Avec ce procédé, Bong Joon Ho a accès à un vide métaphysique passionnant sur l’identité, sur le moi intérieur, sur le fait d’être humain. Pourquoi chaque nouveau clone est différent du précédent s’il s’agit du même individu ? La question n’est jamais effleurée, malgré le changement de comportement des différents Mickey. Bong Joon Ho pouvait aussi facilement faire un parallèle avec l’aliénation de l’individu, sacrifié sur l’autel du profit, sur l’effacement de la mémoire et des sentiments collectifs et personnels. Mais il ne fait qu’effleurer ces pérégrinations psychologiques, préférant se concentrer sur ses motivations politiques.

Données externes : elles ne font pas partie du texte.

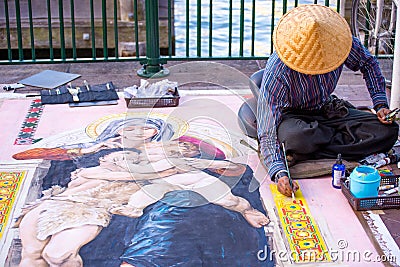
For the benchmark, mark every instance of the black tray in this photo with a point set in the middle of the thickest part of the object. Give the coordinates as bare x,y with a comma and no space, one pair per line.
154,102
374,203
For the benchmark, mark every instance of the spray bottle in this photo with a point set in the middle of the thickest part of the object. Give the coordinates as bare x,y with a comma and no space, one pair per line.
338,172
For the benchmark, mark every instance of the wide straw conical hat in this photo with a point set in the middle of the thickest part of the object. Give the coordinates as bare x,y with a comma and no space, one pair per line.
312,39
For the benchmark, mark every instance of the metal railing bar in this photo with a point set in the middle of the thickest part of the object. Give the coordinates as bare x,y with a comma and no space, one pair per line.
51,51
8,30
104,20
61,19
93,30
198,28
135,10
241,34
19,32
187,28
272,25
169,28
31,30
116,29
210,29
230,27
253,22
73,33
123,59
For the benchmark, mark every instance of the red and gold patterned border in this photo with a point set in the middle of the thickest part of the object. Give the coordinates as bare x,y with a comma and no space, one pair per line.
303,235
10,182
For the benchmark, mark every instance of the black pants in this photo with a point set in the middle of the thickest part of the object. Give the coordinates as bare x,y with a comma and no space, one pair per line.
355,135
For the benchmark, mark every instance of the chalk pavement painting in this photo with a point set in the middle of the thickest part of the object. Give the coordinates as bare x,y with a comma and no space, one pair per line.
139,190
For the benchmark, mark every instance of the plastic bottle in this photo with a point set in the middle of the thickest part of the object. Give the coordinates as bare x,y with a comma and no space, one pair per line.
338,172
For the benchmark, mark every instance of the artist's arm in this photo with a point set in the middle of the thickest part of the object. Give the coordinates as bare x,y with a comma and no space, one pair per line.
268,118
360,59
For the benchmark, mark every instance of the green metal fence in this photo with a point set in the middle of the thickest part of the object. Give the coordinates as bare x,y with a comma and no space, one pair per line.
56,31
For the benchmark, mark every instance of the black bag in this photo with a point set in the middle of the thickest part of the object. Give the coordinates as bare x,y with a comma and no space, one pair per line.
59,95
99,92
86,93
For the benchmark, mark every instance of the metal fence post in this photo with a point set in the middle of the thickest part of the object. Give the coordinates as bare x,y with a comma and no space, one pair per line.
152,66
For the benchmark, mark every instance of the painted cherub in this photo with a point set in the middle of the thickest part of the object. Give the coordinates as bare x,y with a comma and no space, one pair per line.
185,174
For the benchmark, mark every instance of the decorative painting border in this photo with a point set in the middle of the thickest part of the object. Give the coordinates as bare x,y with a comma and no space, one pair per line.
28,128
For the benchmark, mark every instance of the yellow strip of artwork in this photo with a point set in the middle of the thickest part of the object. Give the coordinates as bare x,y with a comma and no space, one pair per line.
10,182
305,241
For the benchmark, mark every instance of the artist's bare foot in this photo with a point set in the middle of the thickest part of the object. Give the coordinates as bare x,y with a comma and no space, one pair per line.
255,218
128,211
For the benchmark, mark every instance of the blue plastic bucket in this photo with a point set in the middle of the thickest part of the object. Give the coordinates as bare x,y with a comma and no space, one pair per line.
364,182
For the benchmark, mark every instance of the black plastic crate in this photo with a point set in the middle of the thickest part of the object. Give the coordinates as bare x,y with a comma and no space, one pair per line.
373,203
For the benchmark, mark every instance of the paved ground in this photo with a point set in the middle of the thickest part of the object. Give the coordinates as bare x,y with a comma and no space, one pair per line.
195,76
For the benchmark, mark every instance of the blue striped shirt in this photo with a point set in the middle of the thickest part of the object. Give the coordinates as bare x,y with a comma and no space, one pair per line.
283,87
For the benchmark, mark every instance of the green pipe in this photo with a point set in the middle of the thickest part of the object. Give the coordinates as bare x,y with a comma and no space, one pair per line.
210,31
170,28
73,33
198,28
19,31
116,28
253,30
136,28
93,32
241,36
272,25
8,30
152,66
61,19
104,20
51,50
230,28
187,28
31,30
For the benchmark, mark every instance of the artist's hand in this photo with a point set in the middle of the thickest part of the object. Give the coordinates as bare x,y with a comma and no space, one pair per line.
381,114
284,186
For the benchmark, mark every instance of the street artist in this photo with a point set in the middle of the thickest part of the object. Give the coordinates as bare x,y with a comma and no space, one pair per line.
296,106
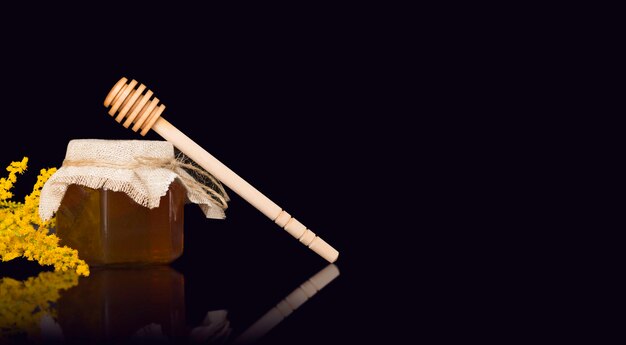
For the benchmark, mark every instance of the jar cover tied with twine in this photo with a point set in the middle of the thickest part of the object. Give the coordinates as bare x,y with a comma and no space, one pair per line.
122,201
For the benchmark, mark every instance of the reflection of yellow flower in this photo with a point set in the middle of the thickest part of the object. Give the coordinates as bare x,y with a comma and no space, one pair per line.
24,303
24,234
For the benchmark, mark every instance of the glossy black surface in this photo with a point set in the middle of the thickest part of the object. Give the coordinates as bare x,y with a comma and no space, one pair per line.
299,111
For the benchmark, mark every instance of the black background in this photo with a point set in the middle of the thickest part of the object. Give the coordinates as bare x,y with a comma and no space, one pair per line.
304,108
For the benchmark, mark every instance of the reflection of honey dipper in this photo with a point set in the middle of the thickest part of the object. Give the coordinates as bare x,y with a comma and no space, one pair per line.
288,305
138,109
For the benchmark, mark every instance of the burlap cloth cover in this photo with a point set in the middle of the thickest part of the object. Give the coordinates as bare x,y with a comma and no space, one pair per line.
142,169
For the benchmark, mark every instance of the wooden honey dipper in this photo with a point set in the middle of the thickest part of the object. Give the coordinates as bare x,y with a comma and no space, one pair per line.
136,108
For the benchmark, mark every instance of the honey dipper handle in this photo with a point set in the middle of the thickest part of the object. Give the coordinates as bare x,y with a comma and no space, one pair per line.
244,189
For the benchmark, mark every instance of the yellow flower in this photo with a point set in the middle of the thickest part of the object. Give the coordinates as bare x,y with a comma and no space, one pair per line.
24,234
24,303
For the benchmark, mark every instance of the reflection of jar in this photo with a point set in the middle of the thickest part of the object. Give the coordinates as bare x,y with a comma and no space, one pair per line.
120,304
121,202
108,227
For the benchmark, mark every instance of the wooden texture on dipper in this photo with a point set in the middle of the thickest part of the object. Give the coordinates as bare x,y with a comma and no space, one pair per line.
144,112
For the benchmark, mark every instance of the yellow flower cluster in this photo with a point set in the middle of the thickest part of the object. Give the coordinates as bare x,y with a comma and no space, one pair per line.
24,234
24,303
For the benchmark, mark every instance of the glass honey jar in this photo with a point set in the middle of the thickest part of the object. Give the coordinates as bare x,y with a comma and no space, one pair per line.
121,202
108,227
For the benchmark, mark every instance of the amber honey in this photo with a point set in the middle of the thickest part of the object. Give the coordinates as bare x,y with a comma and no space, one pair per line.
110,228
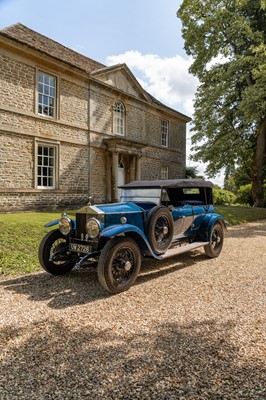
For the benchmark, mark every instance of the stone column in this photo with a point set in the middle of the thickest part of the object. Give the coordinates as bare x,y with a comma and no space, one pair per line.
132,169
138,169
114,176
109,177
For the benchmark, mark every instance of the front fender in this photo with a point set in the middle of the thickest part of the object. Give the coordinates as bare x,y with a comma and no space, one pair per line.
135,233
52,223
208,224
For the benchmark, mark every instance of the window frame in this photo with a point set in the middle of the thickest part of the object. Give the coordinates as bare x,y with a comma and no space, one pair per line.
164,171
55,97
55,175
164,133
122,119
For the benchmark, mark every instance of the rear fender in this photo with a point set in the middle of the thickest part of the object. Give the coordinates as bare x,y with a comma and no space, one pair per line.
208,223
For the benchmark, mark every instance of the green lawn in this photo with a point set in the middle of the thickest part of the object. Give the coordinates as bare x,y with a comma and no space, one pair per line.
21,233
239,215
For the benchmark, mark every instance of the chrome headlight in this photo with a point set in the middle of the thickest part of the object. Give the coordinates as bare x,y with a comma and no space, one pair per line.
93,228
65,225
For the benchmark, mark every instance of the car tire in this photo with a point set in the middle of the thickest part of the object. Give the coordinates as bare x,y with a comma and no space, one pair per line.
160,229
214,248
119,264
54,241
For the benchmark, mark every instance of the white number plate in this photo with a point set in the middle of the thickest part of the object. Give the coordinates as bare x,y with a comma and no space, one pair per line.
80,248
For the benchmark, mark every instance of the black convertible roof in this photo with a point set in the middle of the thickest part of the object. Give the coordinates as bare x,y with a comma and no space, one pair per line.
168,183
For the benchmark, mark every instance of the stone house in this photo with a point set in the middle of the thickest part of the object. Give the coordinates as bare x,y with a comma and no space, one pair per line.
71,127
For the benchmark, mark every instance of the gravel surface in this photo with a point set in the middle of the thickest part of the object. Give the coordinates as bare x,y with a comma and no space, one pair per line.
190,328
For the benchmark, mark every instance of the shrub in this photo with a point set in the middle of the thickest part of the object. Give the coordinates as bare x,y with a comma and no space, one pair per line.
244,194
223,197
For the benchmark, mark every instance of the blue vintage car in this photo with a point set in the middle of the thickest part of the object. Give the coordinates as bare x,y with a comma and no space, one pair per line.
156,219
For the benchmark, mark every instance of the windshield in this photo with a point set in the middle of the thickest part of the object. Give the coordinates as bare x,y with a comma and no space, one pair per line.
141,194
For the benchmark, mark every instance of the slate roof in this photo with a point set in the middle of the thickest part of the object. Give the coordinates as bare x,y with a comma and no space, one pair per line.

Une direction artistique dingue

Mickey 17 frappe également par son équilibre entre tous les genres qu’il aborde. Comédie, satire sociale, film de science-fiction, film de guerre, film d’action, fable écologique, l’oscillation entre les registres, marque de fabrique du cinéaste, est ici parfaitement maîtrisée. Bong Joon Ho atteint des sommets de virtuosité, aidé par la photographie superbe de Darius Khondji. Crasseux et organique, Mickey 17 propose une science-fiction qui emprunte autant à Star Wars qu’à Brazil.

Mickey 17

Lorsqu’on est avec les puissants, les décors, plus colorés, plus excentriques, semblent être hors du temps, hors d’une réalité physique. A contrario, lorsqu’on est avec les prolétaires, la mise en scène opte pour une approche crasseuse, organique, où les gens saignent, transpirent et baisent. Les décors sales n’ont rien à envier à la direction artistique d’un Alien par exemple. L’idée est ainsi d’éviter une science-fiction aseptisée, clinique et désincarnée. 

Seul bémol, Mickey 17 est parfois trop généreux, trop glouton, trop foutraque. Bong Joon Ho a des difficultés à faire le tri dans ce qu’il veut aborder, donc il décide de parler de tout. Certaines intrigues sont alors laissées de côté à l’image de ces mafieux au début du récit (qu’on reverra à peine le temps d’une séquence prétexte) ou même via la trajectoire de certains personnages comme celui d’Anamaria Vartolomei (Le Comte de Monte Cristo), totalement expédiée. Cela donne parfois une sensation de fourre-tout, qui ne permet pas à l’émotion de réellement exister.

Il n’empêche que Mickey 17 est une proposition forte de son auteur, qui embrasse tous les codes du blockbuster américains tout en le critiquant de l’intérieur. Un nouveau tour de force de la part du réalisateur oscarisé !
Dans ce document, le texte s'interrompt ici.